Whereas recent years have been packed with high-impact reported books about Mr Trump’s erratic behaviour and his administration’s backbiting Donald Trump v. the United States is more closely tailored to the efforts to rein in the president. It adds significantly to the public understanding of the Mueller investigation and Mr Trump’s war against it.

The narrative is sometimes cinematic. It opens with Mr Schmidt chasing down Mr McGahn outside the White House’s front gates and getting him to concede, “I damaged the office of the president; I damaged the office.” It’s a breathtakingly revealing admission from the White House’s chief lawyer and the architect of Mr Trump’s effort to appoint as many conservative judges as possible.

DONALD TRUMP V. THE UNITED STATES: Inside the Struggle to Stop a President
Author: Michael S Schmidt
Publisher: Random House
Price: $30 
Pages: 448

Mr McGahn, a staunch libertarian, was frequently in over his head with the lawless president he nicknamed “King Kong,” and he struggled with his highly unusual extended contact with Mr Mueller’s team. Still, despite getting close to resigning, Mr McGahn stuck around far longer than his apparent misery and frequent attempts at principled stands would suggest, largely because of his judicial project’s success. It was only after Mr Trump granted a woman clemency at Kim Kardashian’s request that Mr McGahn knew he truly had to leave the White House.

Then, in the annals of unsustainable relationships with Mr Trump, there’s James Comey. His early interactions with the president, like the one-on-one dinner at which Mr Trump requested Mr Comey’s loyalty, have been described repeatedly. But in Schmidt’s granular telling, the relationship was especially agonising because of a fundamental disconnect between the two men.

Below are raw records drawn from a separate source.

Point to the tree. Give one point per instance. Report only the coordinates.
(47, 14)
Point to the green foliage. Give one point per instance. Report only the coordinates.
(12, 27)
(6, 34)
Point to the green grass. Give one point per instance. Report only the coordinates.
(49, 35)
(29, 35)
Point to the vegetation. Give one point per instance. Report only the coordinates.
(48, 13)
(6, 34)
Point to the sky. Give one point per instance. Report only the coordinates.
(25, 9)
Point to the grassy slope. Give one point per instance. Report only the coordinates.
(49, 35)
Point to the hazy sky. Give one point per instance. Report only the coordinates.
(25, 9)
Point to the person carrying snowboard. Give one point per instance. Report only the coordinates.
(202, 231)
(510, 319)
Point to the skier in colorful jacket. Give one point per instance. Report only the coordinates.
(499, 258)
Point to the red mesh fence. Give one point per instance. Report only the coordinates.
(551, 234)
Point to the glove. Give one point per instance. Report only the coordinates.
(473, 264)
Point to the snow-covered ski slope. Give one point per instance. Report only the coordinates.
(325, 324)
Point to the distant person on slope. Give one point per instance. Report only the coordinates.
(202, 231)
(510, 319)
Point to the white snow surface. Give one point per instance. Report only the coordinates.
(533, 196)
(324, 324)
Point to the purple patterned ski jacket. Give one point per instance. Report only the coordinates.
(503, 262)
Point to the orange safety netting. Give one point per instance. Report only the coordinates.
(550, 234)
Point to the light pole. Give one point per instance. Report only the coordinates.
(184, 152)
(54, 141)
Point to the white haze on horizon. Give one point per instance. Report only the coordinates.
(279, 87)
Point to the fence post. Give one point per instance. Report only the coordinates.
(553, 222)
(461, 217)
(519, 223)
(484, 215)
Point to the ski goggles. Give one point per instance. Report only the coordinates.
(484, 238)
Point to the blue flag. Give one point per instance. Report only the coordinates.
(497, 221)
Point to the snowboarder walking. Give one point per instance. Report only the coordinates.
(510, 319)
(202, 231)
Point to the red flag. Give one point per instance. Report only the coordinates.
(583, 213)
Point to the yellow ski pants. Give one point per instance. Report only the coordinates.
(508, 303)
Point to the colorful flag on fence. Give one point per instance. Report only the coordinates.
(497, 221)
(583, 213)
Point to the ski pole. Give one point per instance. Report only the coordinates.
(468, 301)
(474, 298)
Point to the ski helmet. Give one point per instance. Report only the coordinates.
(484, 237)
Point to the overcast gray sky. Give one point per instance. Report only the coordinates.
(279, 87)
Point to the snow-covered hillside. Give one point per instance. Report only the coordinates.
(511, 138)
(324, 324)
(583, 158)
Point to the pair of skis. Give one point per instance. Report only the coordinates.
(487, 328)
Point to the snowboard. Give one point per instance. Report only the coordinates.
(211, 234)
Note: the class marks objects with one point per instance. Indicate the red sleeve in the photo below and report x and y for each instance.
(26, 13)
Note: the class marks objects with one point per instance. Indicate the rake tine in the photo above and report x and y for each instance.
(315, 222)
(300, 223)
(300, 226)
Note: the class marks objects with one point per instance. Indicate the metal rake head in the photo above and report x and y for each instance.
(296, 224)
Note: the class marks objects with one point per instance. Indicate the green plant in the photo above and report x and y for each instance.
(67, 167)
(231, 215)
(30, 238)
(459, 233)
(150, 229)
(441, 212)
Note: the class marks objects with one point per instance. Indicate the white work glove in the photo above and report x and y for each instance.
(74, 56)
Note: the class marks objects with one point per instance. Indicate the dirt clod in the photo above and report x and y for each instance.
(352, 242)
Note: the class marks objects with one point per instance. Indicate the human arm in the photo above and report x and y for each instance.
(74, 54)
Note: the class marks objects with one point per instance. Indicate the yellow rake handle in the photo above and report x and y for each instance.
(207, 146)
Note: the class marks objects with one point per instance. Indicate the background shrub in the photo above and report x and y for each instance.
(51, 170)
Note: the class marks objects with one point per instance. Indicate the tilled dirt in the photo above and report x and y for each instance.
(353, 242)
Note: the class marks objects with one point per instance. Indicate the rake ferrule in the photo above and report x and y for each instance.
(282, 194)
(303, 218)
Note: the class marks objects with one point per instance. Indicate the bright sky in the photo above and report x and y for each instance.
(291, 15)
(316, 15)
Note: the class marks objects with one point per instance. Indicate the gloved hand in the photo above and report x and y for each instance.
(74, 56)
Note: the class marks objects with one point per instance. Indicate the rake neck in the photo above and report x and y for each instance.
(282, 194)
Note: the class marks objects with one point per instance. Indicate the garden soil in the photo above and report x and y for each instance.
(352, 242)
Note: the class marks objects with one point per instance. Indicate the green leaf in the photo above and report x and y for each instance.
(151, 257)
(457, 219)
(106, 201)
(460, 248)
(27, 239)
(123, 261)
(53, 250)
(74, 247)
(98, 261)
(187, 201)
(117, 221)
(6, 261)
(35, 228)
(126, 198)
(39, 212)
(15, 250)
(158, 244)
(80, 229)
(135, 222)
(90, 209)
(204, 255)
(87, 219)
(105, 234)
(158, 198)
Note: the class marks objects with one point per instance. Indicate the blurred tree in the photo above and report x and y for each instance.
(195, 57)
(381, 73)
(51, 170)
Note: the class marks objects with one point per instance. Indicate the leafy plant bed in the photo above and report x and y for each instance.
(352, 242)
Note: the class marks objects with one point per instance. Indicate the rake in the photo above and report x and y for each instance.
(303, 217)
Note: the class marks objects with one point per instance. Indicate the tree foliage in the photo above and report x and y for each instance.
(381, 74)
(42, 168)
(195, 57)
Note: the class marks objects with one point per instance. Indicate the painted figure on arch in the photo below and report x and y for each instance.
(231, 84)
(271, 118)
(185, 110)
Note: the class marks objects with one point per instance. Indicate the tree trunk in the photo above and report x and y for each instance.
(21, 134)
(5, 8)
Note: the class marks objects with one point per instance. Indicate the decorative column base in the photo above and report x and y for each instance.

Donald Trump v. the United States is full of gritty details about what it’s like for a plugged-in journalist to report on Trump’s intrigue, ranging from the time Mr Schmidt shepherded a valued source to and from the airport, to his learning, second-hand, about a Justice Department official soliciting dirt on Mr Comey at a Cinco de Mayo party.

More interesting, however, is the constant flow of shocking anecdotes: Mr Schmidt writes that Mitch McConnell fell asleep during a classified briefing on Russia, for example, and he details the FBI’s shambolic reaction to evidence of the hacking in 2016, including an unresolved disagreement over how to handle the material.

For all its revelations, this is not an inside look at Mr Mueller’s investigation, and over half of Mr Schmidt’s story goes by before Mr Mueller is even appointed. At times, too, it wanders from the obstruction fights at its heart. Still, if the furore around the investigations into Mr Trump’s last campaign feels like ancient history as the nation faces a pandemic, a civil rights reckoning and another election, Donald Trump v. the United States offers one more startling dissection of the Trump presidency. Ultimately this book about “the struggle to stop a president” is, in many ways, a tale of how he survived.